Margrethe m’avait fait remarquer un facteur qui confirmait tout ce que je craignais : ce Mazatlan-là n’avait rien à voir avec la ville qu’elle avait déjà visitée. Elle était plus petite et ce n’était pas une ville touristique : en fait, le long quai où le Konge Knut aurait dû s’amarrer n’existait pas dans ce monde-ci. Je crois que ce fait, ajouté à l’existence des machines volantes, lui avait amplement prouvé que ma « paranoïa » était l’hypothèse la moins probable qui fût. Lorsqu’elle était venue à Mazatlan, le quai était long et vaste. Or, il n’existait plus et cela l’avait particulièrement secouée.

Le commandant ne s’était pas montré impressionné. Il avait passé plus de temps à poser des questions au lieutenant Sanz qu’à nous interroger. Il semblait plutôt fâché contre Sanz.

Un autre facteur était apparu que je ne comprenais pas sur le moment et qu’en fait je n’ai jamais vraiment compris. Le supérieur de Sanz était « capitaine » (ou capitan). Le commandant lui aussi avait le grade de capitaine. Mais l’un et l’autre n’étaient pas du même rang.

Les Gardes-Côtes utilisaient les grades de la marine. Pourtant, ceux qui conduisaient les machines volantes avaient des grades de l’armée de terre. Je suppose que cette différence avait une origine historique. Et cela pouvait expliquer la friction : un capitaine de marine n’était nullement disposé à accepter comme parole d’évangile le rapport d’un officier de machine volante.

Le lieutenant Sanz avait ramené deux survivants nus qui racontaient une incroyable histoire. L’officier à quatre galons semblait en vouloir particulièrement à Sanz pour tous les aspects invraisemblables de notre récit.

Mais Sanz n’était pas intimidé. Je me dis qu’il n’avait sans doute aucun respect pour un supérieur qui n’avait jamais volé plus haut qu’un nid de corbeau. (Ayant fait l’expérience de son cercueil volant, je comprenais très bien qu’il ne devait pas être enclin à se prosterner devant un vulgaire marin. Même parmi les pilotes de dirigeables, j’avais rencontré cette tendance à diviser le monde en deux races : ceux qui volent et ceux qui ne volent pas.)

Après un moment, s’apercevant qu’il ne parvenait pas à ébranler Sanz et qu’il ne pouvait communiquer avec moi que par l’entremise de Margrethe, le commandant avait haussé les épaules et donné quelques instructions qui avaient eu pour effet de nous amener devant un déjeuner. J’avais cru sur le moment que nous en resterions là, mais il s’avérait que l’interrogatoire allait reprendre, où que cela dût nous mener.

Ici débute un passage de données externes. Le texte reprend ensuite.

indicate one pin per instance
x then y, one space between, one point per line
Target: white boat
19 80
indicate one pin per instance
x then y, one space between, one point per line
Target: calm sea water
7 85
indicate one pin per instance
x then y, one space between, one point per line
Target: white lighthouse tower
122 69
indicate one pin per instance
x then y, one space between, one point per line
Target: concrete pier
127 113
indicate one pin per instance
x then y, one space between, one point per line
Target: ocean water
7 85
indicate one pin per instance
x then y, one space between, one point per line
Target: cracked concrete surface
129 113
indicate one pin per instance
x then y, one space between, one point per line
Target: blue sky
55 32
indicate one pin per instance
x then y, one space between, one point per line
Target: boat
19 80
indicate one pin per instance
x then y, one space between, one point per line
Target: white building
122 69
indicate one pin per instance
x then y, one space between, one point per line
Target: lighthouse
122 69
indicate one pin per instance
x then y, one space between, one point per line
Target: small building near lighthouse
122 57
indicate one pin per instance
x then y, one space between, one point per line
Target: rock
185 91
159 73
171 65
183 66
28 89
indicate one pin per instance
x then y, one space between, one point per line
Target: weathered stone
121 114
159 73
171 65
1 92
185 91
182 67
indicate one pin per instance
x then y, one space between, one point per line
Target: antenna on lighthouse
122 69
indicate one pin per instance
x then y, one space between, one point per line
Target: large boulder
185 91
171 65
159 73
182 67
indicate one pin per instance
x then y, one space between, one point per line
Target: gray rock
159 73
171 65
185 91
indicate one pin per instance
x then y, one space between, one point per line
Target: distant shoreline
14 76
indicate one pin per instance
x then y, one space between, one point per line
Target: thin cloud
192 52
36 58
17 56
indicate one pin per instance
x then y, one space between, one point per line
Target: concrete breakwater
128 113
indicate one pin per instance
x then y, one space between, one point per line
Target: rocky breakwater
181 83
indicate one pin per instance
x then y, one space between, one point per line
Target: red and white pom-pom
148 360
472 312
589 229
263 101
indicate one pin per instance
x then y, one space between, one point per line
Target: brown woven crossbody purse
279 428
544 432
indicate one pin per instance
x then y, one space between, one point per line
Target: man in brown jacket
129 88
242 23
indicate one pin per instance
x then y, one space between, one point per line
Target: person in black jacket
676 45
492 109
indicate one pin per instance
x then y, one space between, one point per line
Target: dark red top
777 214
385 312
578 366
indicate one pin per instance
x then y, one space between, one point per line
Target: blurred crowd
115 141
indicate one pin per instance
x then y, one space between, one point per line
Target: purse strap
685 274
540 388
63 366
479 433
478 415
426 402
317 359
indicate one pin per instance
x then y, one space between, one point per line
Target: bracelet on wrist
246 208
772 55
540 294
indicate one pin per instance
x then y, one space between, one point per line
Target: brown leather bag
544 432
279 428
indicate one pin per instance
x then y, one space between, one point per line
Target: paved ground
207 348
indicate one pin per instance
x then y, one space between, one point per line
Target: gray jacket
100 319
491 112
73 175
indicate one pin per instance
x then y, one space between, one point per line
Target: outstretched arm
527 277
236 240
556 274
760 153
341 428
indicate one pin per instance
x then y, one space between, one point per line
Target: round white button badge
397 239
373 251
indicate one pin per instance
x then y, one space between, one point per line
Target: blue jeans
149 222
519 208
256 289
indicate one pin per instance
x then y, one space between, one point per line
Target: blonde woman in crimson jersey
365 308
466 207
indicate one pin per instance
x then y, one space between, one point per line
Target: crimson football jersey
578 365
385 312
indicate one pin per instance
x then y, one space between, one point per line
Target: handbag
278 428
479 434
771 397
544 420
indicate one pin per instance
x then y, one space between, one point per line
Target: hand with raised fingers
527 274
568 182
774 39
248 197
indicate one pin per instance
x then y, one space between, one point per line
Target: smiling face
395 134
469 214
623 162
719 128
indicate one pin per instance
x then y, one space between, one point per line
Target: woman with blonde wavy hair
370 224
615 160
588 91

Notre deuxième entrevue avec le commandant fut brève. Il nous fit savoir que nous rencontrerions le juge à l’immigration à quatre heures, ce même après-midi – ou du moins la cour chargée de cette juridiction, car il n’existait pas de cour indépendante pour les affaires d’immigration. En attendant, nous avions une liste de frais à payer et nous devions voir avec le juge les possibles conditions de règlement.

Margrethe prit la feuille que le commandant lui tendait et eut l’air ébahi. Je lui demandai de me traduire ce qu’il avait dit. Elle traduisit et je regardai la facture.

Il y en avait pour plus de huit mille pesos !

La lecture de cette petite note n’exigeait pas une connaissance approfondie de l’espagnol. Tous les termes employés étaient aisément traduisibles. Tres horas voulait dire à l’évidence trois heures, et on nous avait facturé trois heures d’aeroplano, mot que j’avais déjà entendu dans la bouche de Margrethe et qui signifiait machine volante. On nous facturait aussi le temps du lieutenant Sanz et celui du sergent Dominguez. Plus une taxe qui devait porter, selon moi, sur des opérations en altitude.

Il y avait aussi le carburant consommé par l’aeroplano et la prestation de service.

On lisait aussi pantalones, ce qui se comprenait aisément.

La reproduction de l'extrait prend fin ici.